Die Schweizer Wettbewerbshüter ermitteln gegen den Softwaregiganten Microsoft. Grund daführ sind Preiserhöhungen.

Microsoft Xbox 2026
Die Weko hat Ermittlungen gegen Microsoft aufgenommen. - keystone

Das Wichtigste in Kürze

  • Die Wettbewerbskommission (Weko) ermittelt gegen Softwaregigant Microsoft.
  • Grund dafür sind zahlreiche kürzlich vorgenommene Preiserhöhungen.

Die Schweizer Wettbewerbshüter ermitteln gegen den Softwaregiganten Microsoft.

Hintergrund seien die kürzlich vorgenommenen zahlreichen Erhöhungen bei den Lizenzengebühren, heisst es in einem Communiqué der Wettbewerbskommission (Weko) vom Donnerstag.

Diese könnten Hinweise auf unzulässige Wettbewerbsbeschränkungen darstellen, schreibt die Behörde. Daher sei eine Vorabklärung eröffnet worden.
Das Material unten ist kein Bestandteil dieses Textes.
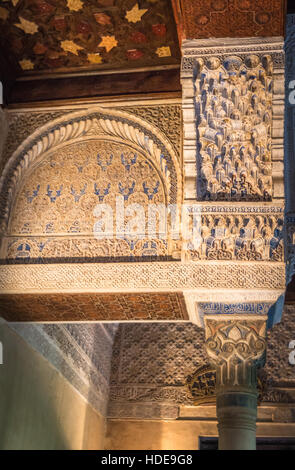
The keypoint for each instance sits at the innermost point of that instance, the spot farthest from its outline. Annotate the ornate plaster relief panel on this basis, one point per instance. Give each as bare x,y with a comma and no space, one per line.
233,105
76,160
289,142
151,365
233,113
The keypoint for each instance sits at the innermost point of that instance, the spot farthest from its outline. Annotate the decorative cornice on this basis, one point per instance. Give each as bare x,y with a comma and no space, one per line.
238,47
130,277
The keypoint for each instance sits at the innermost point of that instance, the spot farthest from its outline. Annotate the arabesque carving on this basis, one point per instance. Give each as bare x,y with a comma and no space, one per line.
234,115
236,347
242,236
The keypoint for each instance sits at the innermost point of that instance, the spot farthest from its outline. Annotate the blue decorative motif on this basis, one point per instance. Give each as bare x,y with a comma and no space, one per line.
125,191
221,308
128,162
101,193
106,163
49,193
35,194
23,251
77,197
150,192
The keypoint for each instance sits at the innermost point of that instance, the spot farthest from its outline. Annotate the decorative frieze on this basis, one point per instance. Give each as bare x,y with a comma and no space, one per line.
243,236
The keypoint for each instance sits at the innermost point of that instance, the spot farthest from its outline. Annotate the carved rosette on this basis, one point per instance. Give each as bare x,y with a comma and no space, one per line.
236,347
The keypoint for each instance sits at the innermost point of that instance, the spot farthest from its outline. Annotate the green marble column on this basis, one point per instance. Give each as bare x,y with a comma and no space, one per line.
236,346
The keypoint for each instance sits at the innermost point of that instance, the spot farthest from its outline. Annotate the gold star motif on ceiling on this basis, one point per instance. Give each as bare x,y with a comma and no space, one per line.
26,64
94,58
74,5
134,15
70,46
108,42
27,26
3,14
163,51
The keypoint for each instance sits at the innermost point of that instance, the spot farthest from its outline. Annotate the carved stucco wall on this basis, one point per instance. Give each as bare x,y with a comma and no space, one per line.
289,141
139,370
79,161
151,363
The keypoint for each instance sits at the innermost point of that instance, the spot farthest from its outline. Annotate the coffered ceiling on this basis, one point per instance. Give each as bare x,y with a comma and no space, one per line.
46,36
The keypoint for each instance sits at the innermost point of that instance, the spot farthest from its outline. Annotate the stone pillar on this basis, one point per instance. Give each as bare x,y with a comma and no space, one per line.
236,346
3,129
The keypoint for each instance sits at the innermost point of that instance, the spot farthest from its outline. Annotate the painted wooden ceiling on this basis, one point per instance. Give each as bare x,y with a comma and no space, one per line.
45,36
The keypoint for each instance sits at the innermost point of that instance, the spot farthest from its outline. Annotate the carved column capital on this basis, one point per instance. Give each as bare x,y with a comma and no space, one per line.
236,346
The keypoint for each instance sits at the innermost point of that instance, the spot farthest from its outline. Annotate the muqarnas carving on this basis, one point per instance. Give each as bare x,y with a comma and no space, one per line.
233,117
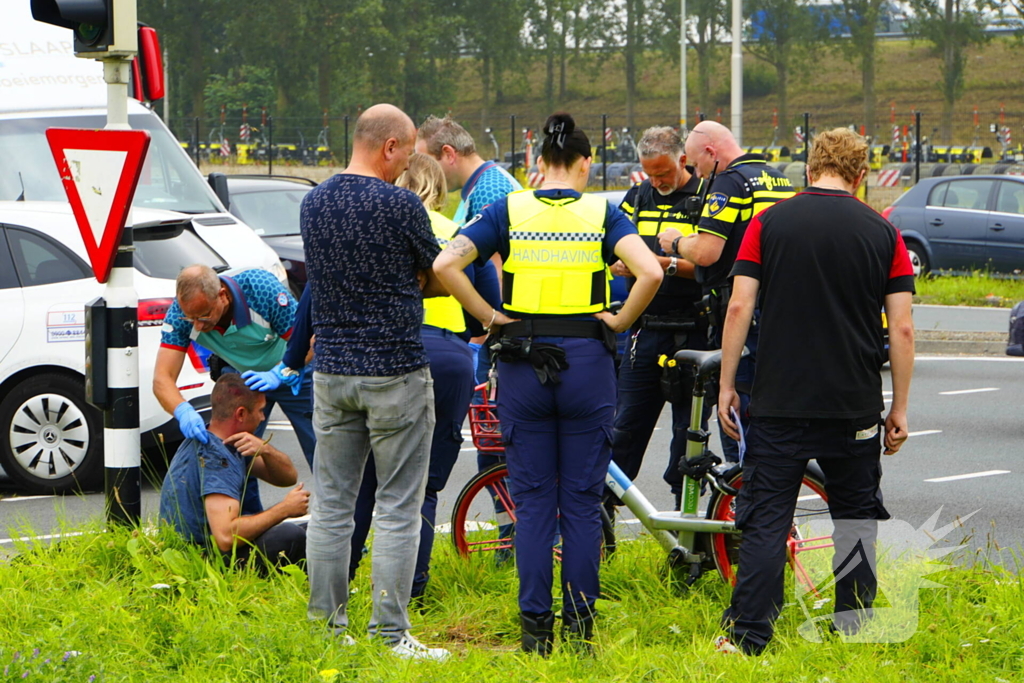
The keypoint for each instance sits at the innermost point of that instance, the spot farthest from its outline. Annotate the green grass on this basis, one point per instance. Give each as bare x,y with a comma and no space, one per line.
978,289
98,594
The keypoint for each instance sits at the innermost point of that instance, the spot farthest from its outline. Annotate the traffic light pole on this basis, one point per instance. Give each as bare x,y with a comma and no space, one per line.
122,444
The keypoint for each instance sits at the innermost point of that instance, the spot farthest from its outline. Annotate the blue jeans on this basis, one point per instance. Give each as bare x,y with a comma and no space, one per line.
640,402
396,416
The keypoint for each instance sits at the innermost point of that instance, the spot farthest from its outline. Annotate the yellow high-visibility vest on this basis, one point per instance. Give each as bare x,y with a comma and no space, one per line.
555,264
443,312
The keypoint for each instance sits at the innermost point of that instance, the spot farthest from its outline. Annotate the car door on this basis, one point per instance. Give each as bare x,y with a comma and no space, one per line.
1006,227
956,223
56,285
11,301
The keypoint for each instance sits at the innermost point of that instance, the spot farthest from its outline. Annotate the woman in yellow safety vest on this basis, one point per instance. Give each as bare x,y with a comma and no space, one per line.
556,340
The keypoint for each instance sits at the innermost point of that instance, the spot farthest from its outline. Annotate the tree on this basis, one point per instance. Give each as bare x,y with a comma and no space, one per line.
860,17
783,34
951,27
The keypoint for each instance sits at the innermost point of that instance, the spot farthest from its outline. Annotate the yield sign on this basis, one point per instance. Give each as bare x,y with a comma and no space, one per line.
99,170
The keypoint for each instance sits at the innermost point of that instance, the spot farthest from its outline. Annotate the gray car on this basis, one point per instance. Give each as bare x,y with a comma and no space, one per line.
963,222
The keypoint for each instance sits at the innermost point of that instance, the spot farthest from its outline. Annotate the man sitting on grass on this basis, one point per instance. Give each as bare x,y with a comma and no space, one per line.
205,484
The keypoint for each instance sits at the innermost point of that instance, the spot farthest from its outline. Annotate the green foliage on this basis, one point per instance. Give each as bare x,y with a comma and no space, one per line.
245,85
146,607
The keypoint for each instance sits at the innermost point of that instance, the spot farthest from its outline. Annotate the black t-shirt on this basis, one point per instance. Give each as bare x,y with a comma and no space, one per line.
653,213
825,262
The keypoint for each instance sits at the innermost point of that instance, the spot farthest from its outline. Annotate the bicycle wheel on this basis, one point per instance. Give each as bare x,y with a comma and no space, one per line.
483,518
812,505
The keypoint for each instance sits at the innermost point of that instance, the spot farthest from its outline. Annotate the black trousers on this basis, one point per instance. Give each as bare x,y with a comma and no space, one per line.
776,457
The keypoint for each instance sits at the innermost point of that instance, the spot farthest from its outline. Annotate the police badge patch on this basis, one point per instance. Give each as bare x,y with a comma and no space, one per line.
716,202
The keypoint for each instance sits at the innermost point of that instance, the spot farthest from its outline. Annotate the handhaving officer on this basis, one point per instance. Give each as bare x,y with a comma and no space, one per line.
246,318
666,200
556,367
744,185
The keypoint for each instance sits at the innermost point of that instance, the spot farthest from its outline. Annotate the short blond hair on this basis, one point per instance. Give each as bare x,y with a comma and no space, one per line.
425,177
838,152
«Wir müssen nun klären, ob Microsoft überhaupt eine marktbeherrschende Stellung hat», sagte Weko-Direktor Patrik Ducrey auf Anfrage der Nachrichtenagentur AWP. Nur falls dem so wäre, könnten die Preiserhöhungen missbräuchlich sein.

Weko Patrik Ducrey
Weko-Chef Patrik Ducrey ermittelt gegen Microsoft. - keystone

Ausserdem will der Weko-Chef den Grund für die höheren Lizenzgebühren wissen. «Wenn die Marge ohne verbesserte Leistung ausgeweitet wurde, könnte dies missbräuchlich sein», so Ducrey. Microsoft habe einen entsprechenden Fragebogen erhalten.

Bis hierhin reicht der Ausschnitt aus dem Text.